Synopsis

照亮电力治理必威官网亚洲体育highlights the work and specific outcomes of the EGI network since the initiative’s inception in 2003.

Executive Summary

Since the 1990’s, international financial institutions have urged developing countries to liberalize the electricity sector in their countries to bring financial solvency to the sector. The liberalization “package” included unbundling the electricity generation, transmission, and distribution functions, privatizing the unbundled entities, and introducing independent regulators to oversee the sector.

埃吉(Egi)受到关注,即私人利益将抓住政策和监管程序,并挤出公共利益。的确,决策的重点是为投资者创造有利的环境,而不是建立机构能力,发展强大的利益相关者流程或提高部门透明度。Egi试图通过寻求将这些过程的开放向更广泛的声音开放,并更加关注诸如负担能力,服务质量和环境影响等问题,从而以公众的兴趣重新灌输这些过程。

Today, in addition to increasing access to affordable energy and ensuring financial viability of the sector, decision-makers in developing countries also need to ensure environmental sustainability and a low-carbon growth strategy for the sector. EGI’s attention to ‘good governance’ is still highly relevant in this new context; and EGI continues to support civil society in improving decision-making in a warming world, where development and climate objectives must be reconciled.

EGI works with a growing coalition of civil society organizations and research institutions to engage with national institutions where decisions about investment priorities, resource mix, and pricing of electricity take place. The workings of these institutions—policymaking, planning, and regulatory—are often complex, powerful, and opaque; and civil society partners have used EGI tools to document and address the lack of transparency around these processes and the inefficiencies, short-term gains, and suboptimal decisions that result.

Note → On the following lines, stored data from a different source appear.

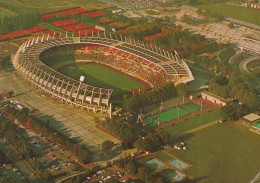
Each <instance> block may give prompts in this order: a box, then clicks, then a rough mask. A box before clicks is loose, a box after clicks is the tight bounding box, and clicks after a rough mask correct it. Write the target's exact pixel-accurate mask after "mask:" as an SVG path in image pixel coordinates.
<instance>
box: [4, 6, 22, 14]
mask: <svg viewBox="0 0 260 183" xmlns="http://www.w3.org/2000/svg"><path fill="white" fill-rule="evenodd" d="M0 9H2V10H4V11H7V12H8V13H11V14H12V15H18V14H17V13H15V12H12V11H10V10H8V9H5V8H3V7H1V6H0Z"/></svg>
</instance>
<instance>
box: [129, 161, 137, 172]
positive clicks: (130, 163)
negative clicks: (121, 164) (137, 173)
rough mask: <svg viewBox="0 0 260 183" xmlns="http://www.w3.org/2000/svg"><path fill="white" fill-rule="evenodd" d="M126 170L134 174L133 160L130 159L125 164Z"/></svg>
mask: <svg viewBox="0 0 260 183" xmlns="http://www.w3.org/2000/svg"><path fill="white" fill-rule="evenodd" d="M126 168H127V171H129V172H130V173H131V174H136V173H137V171H138V170H137V167H136V164H135V162H134V161H130V162H128V163H127V165H126Z"/></svg>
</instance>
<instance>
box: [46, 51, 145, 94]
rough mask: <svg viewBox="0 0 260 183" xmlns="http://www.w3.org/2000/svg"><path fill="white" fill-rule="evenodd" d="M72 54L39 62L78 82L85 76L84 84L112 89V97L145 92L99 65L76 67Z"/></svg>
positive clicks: (132, 79) (128, 80) (120, 77)
mask: <svg viewBox="0 0 260 183" xmlns="http://www.w3.org/2000/svg"><path fill="white" fill-rule="evenodd" d="M73 53H74V51H71V50H69V51H63V52H58V53H55V54H48V55H46V56H44V57H41V60H42V61H43V62H44V63H45V64H47V65H48V66H50V67H52V68H53V69H55V70H57V71H59V72H60V73H62V74H64V75H67V76H69V77H71V78H73V79H75V80H79V77H80V76H81V75H83V76H85V81H84V82H85V83H87V84H89V85H93V86H97V87H102V88H109V89H113V90H114V92H113V94H112V95H113V96H117V95H120V94H123V93H125V92H128V91H132V90H134V89H138V88H141V89H142V90H143V91H144V90H145V88H144V86H143V85H142V84H141V83H139V82H137V81H135V80H133V79H131V78H129V77H127V76H124V75H121V74H120V73H117V72H115V71H113V70H110V69H108V68H106V67H103V66H101V65H97V64H92V63H88V64H84V65H76V64H75V58H74V55H73Z"/></svg>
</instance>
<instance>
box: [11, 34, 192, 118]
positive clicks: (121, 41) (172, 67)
mask: <svg viewBox="0 0 260 183" xmlns="http://www.w3.org/2000/svg"><path fill="white" fill-rule="evenodd" d="M117 37H119V36H116V35H115V38H113V37H112V35H111V34H110V37H108V36H106V34H105V33H104V35H103V36H100V35H99V34H97V35H96V36H93V34H92V36H79V37H67V36H66V37H65V38H55V37H54V36H51V37H50V36H49V35H48V36H44V35H43V36H42V37H37V38H34V39H31V40H28V41H26V42H25V43H23V44H22V45H21V46H20V47H19V49H18V51H17V53H16V55H15V56H14V58H13V65H14V67H15V68H16V70H17V71H18V73H20V74H21V75H22V76H23V77H24V78H25V79H26V80H27V81H28V82H29V83H31V84H32V85H34V86H36V87H37V88H39V89H40V90H41V91H43V92H45V93H46V94H48V95H50V96H51V97H53V98H55V99H59V100H62V101H63V102H64V103H68V104H72V105H74V106H76V107H79V108H83V109H85V110H88V111H95V112H98V111H100V112H103V113H109V114H110V115H111V112H112V107H111V106H112V105H111V103H110V98H111V94H112V92H113V90H112V89H105V88H100V87H95V86H91V85H88V84H86V83H83V82H80V81H77V80H74V79H72V78H70V77H68V76H66V75H63V74H61V73H59V72H58V71H56V70H54V69H52V68H51V67H49V66H47V65H46V64H44V63H43V62H42V61H41V59H40V55H41V54H43V53H48V50H51V49H55V48H57V47H62V46H64V45H66V46H69V47H71V48H72V49H75V50H81V53H82V50H83V51H84V53H85V55H87V56H91V53H92V54H93V50H92V51H90V52H88V50H87V49H85V48H87V47H92V48H97V47H99V48H98V49H94V52H96V51H98V52H99V53H100V52H102V53H103V52H104V53H105V52H108V53H109V54H110V55H111V54H113V55H114V57H113V58H115V59H116V60H117V61H122V60H126V61H127V60H128V62H129V60H130V61H133V63H132V65H133V64H134V62H138V61H142V63H144V64H145V65H141V67H142V69H143V71H145V72H141V73H140V72H137V73H135V72H133V69H126V68H124V69H123V68H120V66H119V65H120V64H119V65H117V63H114V65H113V64H110V63H104V64H108V65H110V66H112V67H114V68H117V69H119V70H123V71H124V72H126V73H128V74H130V75H133V76H135V77H138V78H140V79H142V80H145V81H147V82H149V83H150V84H151V85H152V86H154V87H159V86H160V84H163V82H166V81H169V80H173V81H174V82H175V83H176V84H178V83H187V82H189V81H192V80H193V79H194V78H193V76H192V73H191V71H190V69H189V68H188V66H187V64H186V63H185V62H184V61H183V60H181V59H180V58H179V56H178V54H177V52H175V53H174V54H172V53H169V52H168V51H165V50H161V49H158V48H157V47H151V46H149V45H148V44H146V43H143V42H142V43H140V42H139V41H138V42H137V41H135V40H132V39H129V38H126V37H125V38H122V37H121V36H120V37H119V39H118V38H117ZM120 38H121V39H120ZM100 47H101V49H100ZM82 48H84V49H82ZM105 49H106V50H105ZM107 49H108V50H110V51H107ZM112 50H113V51H112ZM115 50H116V51H115ZM119 52H120V54H119ZM88 53H89V55H88ZM109 54H108V55H109ZM104 55H106V54H104ZM104 55H103V56H104ZM126 55H127V59H126ZM102 58H105V57H102ZM103 60H106V59H103ZM124 63H125V64H126V63H127V62H124ZM134 65H135V64H134ZM143 66H144V67H143ZM121 67H123V66H121ZM125 67H130V66H129V65H127V64H126V66H125ZM151 68H153V69H152V70H151ZM145 69H149V70H145ZM157 71H158V72H157ZM154 72H155V74H158V77H163V79H160V82H158V81H157V80H156V81H155V80H154V79H153V78H154V77H155V76H154V75H152V74H154ZM142 73H146V75H142ZM149 73H151V75H149ZM161 80H162V81H161Z"/></svg>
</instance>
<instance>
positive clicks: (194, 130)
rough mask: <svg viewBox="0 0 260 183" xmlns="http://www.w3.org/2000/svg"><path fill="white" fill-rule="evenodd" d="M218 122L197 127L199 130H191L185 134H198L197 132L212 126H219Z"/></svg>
mask: <svg viewBox="0 0 260 183" xmlns="http://www.w3.org/2000/svg"><path fill="white" fill-rule="evenodd" d="M218 121H219V120H216V121H213V122H211V123H208V124H205V125H202V126H199V127H197V128H194V129H191V130H189V131H186V132H184V133H194V132H197V131H199V130H202V129H204V128H207V127H210V126H212V125H215V124H217V122H218Z"/></svg>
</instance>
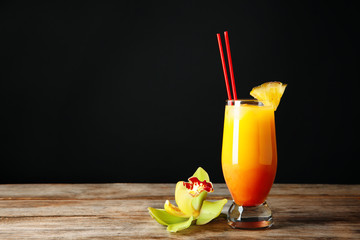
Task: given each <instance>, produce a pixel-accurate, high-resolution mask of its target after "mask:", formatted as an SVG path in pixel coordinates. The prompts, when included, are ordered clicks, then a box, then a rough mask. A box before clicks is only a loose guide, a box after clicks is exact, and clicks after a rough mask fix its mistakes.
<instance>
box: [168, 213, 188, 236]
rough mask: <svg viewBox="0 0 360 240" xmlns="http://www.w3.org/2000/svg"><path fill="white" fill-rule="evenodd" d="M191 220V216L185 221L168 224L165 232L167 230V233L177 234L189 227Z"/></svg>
mask: <svg viewBox="0 0 360 240" xmlns="http://www.w3.org/2000/svg"><path fill="white" fill-rule="evenodd" d="M193 220H194V218H193V216H191V217H190V218H189V219H188V220H187V221H184V222H180V223H174V224H170V225H169V226H168V227H167V229H166V230H168V231H169V232H177V231H181V230H184V229H186V228H188V227H190V225H191V223H192V221H193Z"/></svg>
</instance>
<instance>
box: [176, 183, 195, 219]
mask: <svg viewBox="0 0 360 240" xmlns="http://www.w3.org/2000/svg"><path fill="white" fill-rule="evenodd" d="M183 183H184V182H183V181H180V182H178V183H177V184H176V188H175V202H176V204H177V205H178V207H179V208H180V210H181V211H182V212H183V213H184V214H185V215H186V216H194V217H197V216H198V215H199V213H200V212H199V210H196V209H194V208H193V206H192V200H193V199H194V197H193V196H191V195H190V194H189V191H188V189H187V188H186V187H185V186H184V184H183Z"/></svg>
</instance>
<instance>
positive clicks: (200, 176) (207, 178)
mask: <svg viewBox="0 0 360 240" xmlns="http://www.w3.org/2000/svg"><path fill="white" fill-rule="evenodd" d="M191 177H197V178H198V179H199V180H200V181H204V180H206V181H207V182H210V178H209V174H208V173H207V172H206V171H205V170H204V169H203V168H202V167H198V169H197V170H196V172H195V173H194V174H193V175H192V176H191ZM191 177H190V178H191Z"/></svg>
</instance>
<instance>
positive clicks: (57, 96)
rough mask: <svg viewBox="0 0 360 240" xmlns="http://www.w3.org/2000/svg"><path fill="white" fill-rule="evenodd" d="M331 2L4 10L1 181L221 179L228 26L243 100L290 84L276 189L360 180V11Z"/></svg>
mask: <svg viewBox="0 0 360 240" xmlns="http://www.w3.org/2000/svg"><path fill="white" fill-rule="evenodd" d="M194 2H195V1H194ZM330 2H332V1H276V2H275V1H236V2H226V1H217V3H216V4H212V3H209V1H201V2H199V1H196V3H190V2H189V1H177V2H176V3H175V2H174V1H168V3H165V4H164V3H161V4H160V3H156V2H153V1H147V2H145V3H140V2H138V1H127V2H126V1H97V2H90V1H88V2H87V3H84V4H80V3H72V4H69V5H66V4H58V3H43V4H38V3H33V1H28V2H24V3H19V2H16V1H12V2H10V3H2V5H1V10H0V19H1V21H0V31H1V40H0V41H1V45H0V54H1V62H2V63H1V98H2V101H1V105H2V107H1V119H2V120H3V121H4V123H3V124H2V133H1V138H2V140H3V144H2V150H1V174H0V183H30V182H176V181H177V180H181V179H182V180H184V179H186V177H188V176H190V175H191V174H192V173H193V171H195V170H196V168H197V167H198V166H202V167H203V168H205V170H207V171H208V172H209V174H210V177H211V180H212V181H213V182H223V181H224V180H223V177H222V171H221V164H220V156H221V141H222V128H223V114H224V103H225V98H226V92H225V85H224V80H223V75H222V69H221V64H220V57H219V51H218V46H217V41H216V33H217V32H223V31H224V30H228V31H229V36H230V44H231V50H232V57H233V64H234V68H235V78H236V82H237V89H238V95H239V96H240V97H241V98H249V97H250V96H249V91H250V90H251V88H252V87H253V86H255V85H258V84H261V83H263V82H266V81H270V80H278V81H282V82H285V83H287V84H288V88H287V89H286V92H285V94H284V96H283V99H282V102H281V104H280V106H279V108H278V110H277V112H276V128H277V142H278V159H279V165H278V172H277V177H276V182H287V183H360V181H359V177H358V174H357V173H358V168H357V167H356V164H357V162H358V161H359V157H358V153H357V150H358V142H359V141H358V136H359V131H358V124H359V121H358V120H359V118H358V117H357V114H358V113H359V107H358V106H359V105H358V102H359V100H358V94H357V92H358V80H359V64H358V62H357V61H358V58H359V37H358V32H359V17H358V9H359V8H358V6H355V4H354V3H355V1H354V2H349V1H337V3H336V4H331V3H330Z"/></svg>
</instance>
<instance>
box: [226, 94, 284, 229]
mask: <svg viewBox="0 0 360 240" xmlns="http://www.w3.org/2000/svg"><path fill="white" fill-rule="evenodd" d="M221 162H222V169H223V174H224V177H225V181H226V185H227V187H228V189H229V191H230V193H231V196H232V198H233V204H232V205H231V207H230V208H229V211H228V223H229V225H230V226H231V227H233V228H244V229H260V228H267V227H270V226H271V225H272V224H273V219H272V214H271V210H270V208H269V206H268V205H267V204H266V202H265V200H266V197H267V195H268V194H269V192H270V189H271V187H272V185H273V182H274V179H275V175H276V167H277V152H276V137H275V119H274V109H273V108H272V107H268V106H264V105H263V104H262V103H261V102H259V101H257V100H250V99H249V100H246V99H245V100H229V101H227V105H226V107H225V119H224V133H223V145H222V159H221Z"/></svg>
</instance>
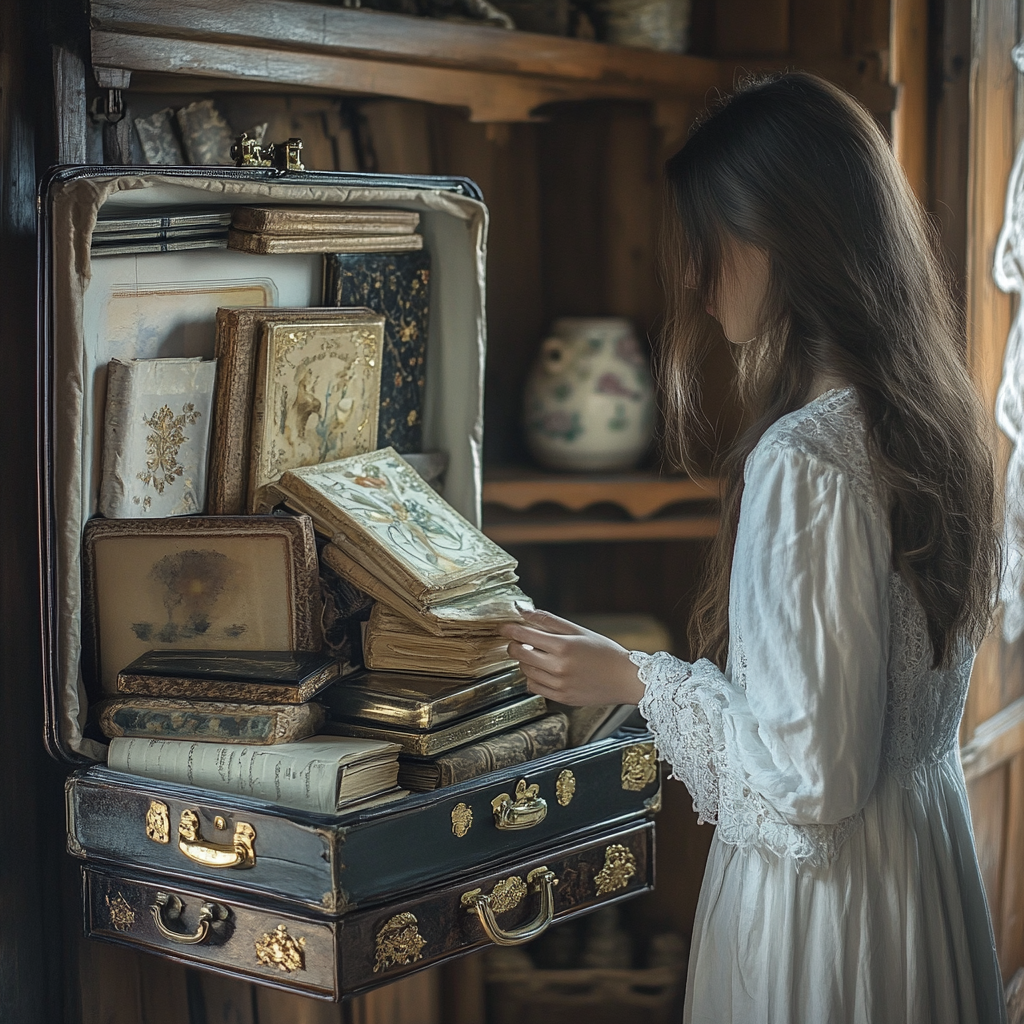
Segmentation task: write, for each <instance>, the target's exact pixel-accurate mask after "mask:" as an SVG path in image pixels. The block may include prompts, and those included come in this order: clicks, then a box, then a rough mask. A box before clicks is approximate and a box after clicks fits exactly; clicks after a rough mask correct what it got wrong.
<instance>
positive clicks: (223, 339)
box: [207, 304, 373, 515]
mask: <svg viewBox="0 0 1024 1024" xmlns="http://www.w3.org/2000/svg"><path fill="white" fill-rule="evenodd" d="M372 312H373V310H371V309H367V308H364V307H358V308H345V309H339V308H334V307H330V308H323V307H319V308H318V307H315V306H312V307H309V306H289V307H284V306H279V307H276V308H266V307H265V306H261V305H255V304H254V305H252V306H243V305H239V306H222V307H221V308H219V309H218V310H217V326H216V340H215V342H214V356H215V357H216V359H217V387H216V391H215V393H214V402H213V432H212V436H211V439H210V450H211V451H210V479H209V487H208V499H207V508H208V511H209V512H210V514H211V515H242V514H243V513H245V511H246V507H247V501H248V496H249V456H250V451H249V449H250V443H251V440H252V414H253V401H254V400H255V392H256V365H257V356H258V355H259V346H260V341H261V340H262V334H261V332H262V329H263V326H264V325H266V324H286V323H287V324H306V323H310V324H315V323H323V322H324V321H325V319H330V318H332V317H338V316H340V317H347V316H349V315H354V314H356V313H372Z"/></svg>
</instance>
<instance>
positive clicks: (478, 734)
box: [324, 693, 547, 758]
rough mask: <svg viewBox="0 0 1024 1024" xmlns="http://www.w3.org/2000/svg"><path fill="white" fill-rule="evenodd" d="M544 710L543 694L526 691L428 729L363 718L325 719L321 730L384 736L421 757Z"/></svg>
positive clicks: (535, 717)
mask: <svg viewBox="0 0 1024 1024" xmlns="http://www.w3.org/2000/svg"><path fill="white" fill-rule="evenodd" d="M546 711H547V705H546V703H545V700H544V697H542V696H541V695H540V694H536V693H535V694H529V695H527V696H522V697H518V698H517V699H515V700H511V701H509V702H508V703H506V705H501V706H500V707H498V708H490V709H488V710H487V711H484V712H480V713H479V714H476V715H471V716H469V717H468V718H463V719H459V720H458V721H457V722H453V723H452V724H451V725H442V726H441V727H440V728H439V729H433V730H431V731H430V732H410V731H408V730H406V729H398V728H396V727H394V726H389V725H368V724H367V723H365V722H349V721H340V720H338V719H329V720H328V722H327V724H326V725H325V726H324V731H325V732H329V733H332V734H334V735H340V736H364V737H367V738H370V739H387V740H390V741H391V742H393V743H397V744H398V745H399V746H400V748H401V751H402V753H403V754H413V755H416V756H417V757H421V758H432V757H436V756H437V755H438V754H446V753H447V752H449V751H454V750H455V749H456V748H457V746H464V745H465V744H466V743H475V742H476V741H477V740H480V739H484V738H485V737H487V736H493V735H494V734H495V733H496V732H504V731H505V730H506V729H514V728H516V727H517V726H520V725H523V724H524V723H526V722H531V721H532V720H534V719H535V718H540V717H541V716H542V715H543V714H545V712H546Z"/></svg>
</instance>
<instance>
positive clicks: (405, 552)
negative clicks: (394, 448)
mask: <svg viewBox="0 0 1024 1024" xmlns="http://www.w3.org/2000/svg"><path fill="white" fill-rule="evenodd" d="M278 489H279V490H280V493H282V494H283V495H284V496H285V499H286V502H287V504H288V505H289V507H291V508H293V509H294V510H295V511H297V512H304V513H306V514H308V515H310V516H311V517H312V519H313V523H314V524H315V526H316V528H317V529H318V530H319V532H321V534H323V535H324V536H325V537H329V538H331V539H332V541H333V543H334V544H335V545H336V546H338V547H340V548H343V549H344V551H345V552H346V553H347V554H348V555H350V556H351V557H352V558H353V559H354V560H356V561H357V562H358V563H359V564H360V565H362V567H364V568H366V569H367V570H368V571H370V572H372V573H373V574H375V575H378V577H379V578H380V579H382V580H383V581H384V582H385V583H386V584H387V586H388V587H389V588H390V589H392V590H394V591H396V592H398V593H402V594H404V595H407V596H408V597H409V598H410V599H412V600H413V601H414V602H415V603H418V604H420V605H422V606H426V607H429V606H430V605H432V604H436V603H441V602H443V601H445V600H451V599H452V598H453V597H458V596H462V595H464V594H468V593H474V592H475V591H478V590H482V589H485V588H486V587H488V586H494V585H497V584H505V583H515V581H516V577H515V573H514V569H515V566H516V560H515V559H514V558H513V557H512V556H511V555H509V554H508V552H506V551H503V550H502V549H501V548H499V547H498V545H497V544H495V543H494V542H493V541H490V540H489V539H488V538H486V537H485V536H484V535H483V534H482V532H481V531H480V530H479V529H477V528H476V526H474V525H473V524H472V523H471V522H469V520H468V519H466V518H464V517H463V516H462V515H460V514H459V513H458V512H457V511H456V510H455V509H454V508H452V506H451V505H449V504H447V502H445V501H444V499H443V498H441V496H440V495H438V494H437V493H436V492H435V490H434V489H433V488H432V487H431V486H430V485H429V484H427V483H425V482H424V480H423V478H422V477H421V476H420V475H419V474H418V473H417V472H416V470H414V469H413V467H412V466H410V465H409V463H407V462H406V461H404V460H403V459H402V458H401V457H400V456H399V455H397V454H396V453H395V452H394V451H393V450H392V449H382V450H380V451H378V452H374V453H371V454H370V455H360V456H352V457H351V458H348V459H341V460H339V461H338V462H332V463H325V464H324V465H322V466H309V467H306V468H303V469H294V470H289V471H288V472H286V473H285V474H284V475H283V476H282V478H281V481H280V482H279V484H278Z"/></svg>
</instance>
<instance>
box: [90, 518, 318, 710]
mask: <svg viewBox="0 0 1024 1024" xmlns="http://www.w3.org/2000/svg"><path fill="white" fill-rule="evenodd" d="M82 572H83V604H82V633H83V648H84V650H83V669H84V670H85V673H86V682H87V683H93V682H98V683H99V684H100V685H101V686H102V688H103V690H105V691H106V692H109V693H113V692H116V689H117V677H118V673H119V672H121V671H122V670H123V669H124V668H125V666H127V665H129V664H131V663H132V662H134V660H135V658H137V657H140V656H141V655H142V654H144V653H145V652H146V651H150V650H154V649H163V650H173V651H177V652H179V653H180V652H184V651H197V650H203V651H210V650H214V651H268V650H272V651H318V650H319V649H321V646H322V644H323V633H322V629H321V613H322V608H321V597H319V577H318V571H317V564H316V543H315V540H314V538H313V530H312V524H311V522H310V520H309V519H308V518H307V517H305V516H281V515H276V516H225V517H219V518H218V517H211V516H187V517H186V516H182V517H179V518H174V519H90V520H89V522H87V523H86V526H85V535H84V545H83V566H82ZM164 695H165V696H195V695H196V694H195V693H164ZM211 696H213V694H211ZM218 696H224V698H226V699H230V697H229V696H226V695H224V694H218ZM273 702H287V701H278V700H273Z"/></svg>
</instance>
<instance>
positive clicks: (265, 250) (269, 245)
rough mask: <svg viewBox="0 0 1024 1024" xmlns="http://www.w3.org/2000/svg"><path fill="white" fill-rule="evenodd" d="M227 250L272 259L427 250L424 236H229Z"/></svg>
mask: <svg viewBox="0 0 1024 1024" xmlns="http://www.w3.org/2000/svg"><path fill="white" fill-rule="evenodd" d="M227 248H228V249H237V250H239V252H244V253H255V254H256V255H259V256H271V255H274V254H279V253H408V252H413V251H414V250H417V249H422V248H423V236H422V234H264V233H261V232H260V233H258V232H256V231H240V230H239V229H238V228H237V227H232V228H230V229H229V230H228V232H227Z"/></svg>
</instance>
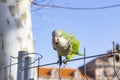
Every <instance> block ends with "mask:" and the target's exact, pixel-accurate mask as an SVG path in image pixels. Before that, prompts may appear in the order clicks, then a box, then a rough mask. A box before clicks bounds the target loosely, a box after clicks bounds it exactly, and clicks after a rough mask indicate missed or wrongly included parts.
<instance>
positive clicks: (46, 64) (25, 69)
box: [23, 52, 119, 70]
mask: <svg viewBox="0 0 120 80" xmlns="http://www.w3.org/2000/svg"><path fill="white" fill-rule="evenodd" d="M112 53H119V52H109V53H104V54H99V55H93V56H88V57H83V58H77V59H72V60H68V61H67V62H71V61H77V60H83V59H88V58H94V57H100V56H108V57H111V56H113V54H112ZM62 63H64V62H63V61H62ZM55 64H58V62H53V63H48V64H43V65H38V66H32V67H29V68H25V69H23V70H26V69H31V68H36V67H44V66H50V65H55Z"/></svg>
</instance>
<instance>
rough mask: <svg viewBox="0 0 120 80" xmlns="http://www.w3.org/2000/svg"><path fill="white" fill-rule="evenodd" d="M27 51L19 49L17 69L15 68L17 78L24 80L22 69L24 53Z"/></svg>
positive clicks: (22, 67) (17, 79)
mask: <svg viewBox="0 0 120 80" xmlns="http://www.w3.org/2000/svg"><path fill="white" fill-rule="evenodd" d="M27 53H28V52H27V51H19V54H18V70H17V80H24V79H23V78H24V72H23V71H22V69H23V66H24V62H23V61H24V60H25V56H24V55H25V54H27Z"/></svg>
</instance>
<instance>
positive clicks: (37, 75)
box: [37, 59, 40, 80]
mask: <svg viewBox="0 0 120 80" xmlns="http://www.w3.org/2000/svg"><path fill="white" fill-rule="evenodd" d="M39 65H40V59H38V66H39ZM37 71H38V74H37V80H39V76H40V74H39V73H40V71H39V67H38V69H37Z"/></svg>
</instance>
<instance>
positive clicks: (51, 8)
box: [31, 0, 120, 68]
mask: <svg viewBox="0 0 120 80" xmlns="http://www.w3.org/2000/svg"><path fill="white" fill-rule="evenodd" d="M37 1H38V2H40V3H41V4H46V3H48V0H42V1H40V0H37ZM49 4H50V5H60V6H68V7H80V8H83V7H84V8H91V7H102V6H108V5H114V4H120V0H51V1H50V2H49ZM39 7H40V6H39ZM35 9H36V6H32V10H35ZM31 15H32V26H33V35H34V39H35V52H36V53H40V54H41V55H43V59H42V60H41V64H46V63H52V62H56V61H57V60H58V58H57V52H56V51H54V49H53V48H52V43H51V39H52V36H51V33H52V31H53V30H55V29H61V30H64V31H66V32H69V33H72V34H73V35H75V36H76V37H77V39H78V40H79V41H80V48H79V49H80V52H81V53H83V49H84V47H86V56H91V55H96V54H101V53H106V52H107V51H108V50H110V49H112V41H115V42H116V43H120V6H119V7H114V8H108V9H98V10H71V9H61V8H51V7H42V8H41V9H39V10H38V11H32V13H31ZM74 58H80V57H79V56H75V57H74ZM92 59H93V58H92ZM90 60H91V59H87V62H89V61H90ZM81 65H83V61H82V60H80V61H74V62H70V63H68V64H67V67H70V68H78V67H79V66H81ZM50 67H58V65H53V66H50Z"/></svg>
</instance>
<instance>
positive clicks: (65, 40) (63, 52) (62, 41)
mask: <svg viewBox="0 0 120 80" xmlns="http://www.w3.org/2000/svg"><path fill="white" fill-rule="evenodd" d="M79 44H80V42H79V41H78V40H77V39H76V38H75V36H74V35H72V34H69V33H67V32H64V31H63V30H54V31H53V32H52V45H53V48H54V50H56V51H57V53H58V62H59V63H60V66H61V64H62V56H64V57H65V60H64V63H66V62H67V61H68V60H71V59H72V58H73V57H74V56H75V55H80V56H82V54H80V53H79Z"/></svg>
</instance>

This document seeks to articulate lessons learned thus far on how building the capacity of civil society to use EGI tools can lead to specific national and global improvements in the governance of the electricity sector. These stories demonstrate the importance of building civil society capacity to ensure clean, affordable, and accessible electricity to all. The study of electricity sector governance is an emerging field and needs additional resources and support by donors, governments, and public interest advocates.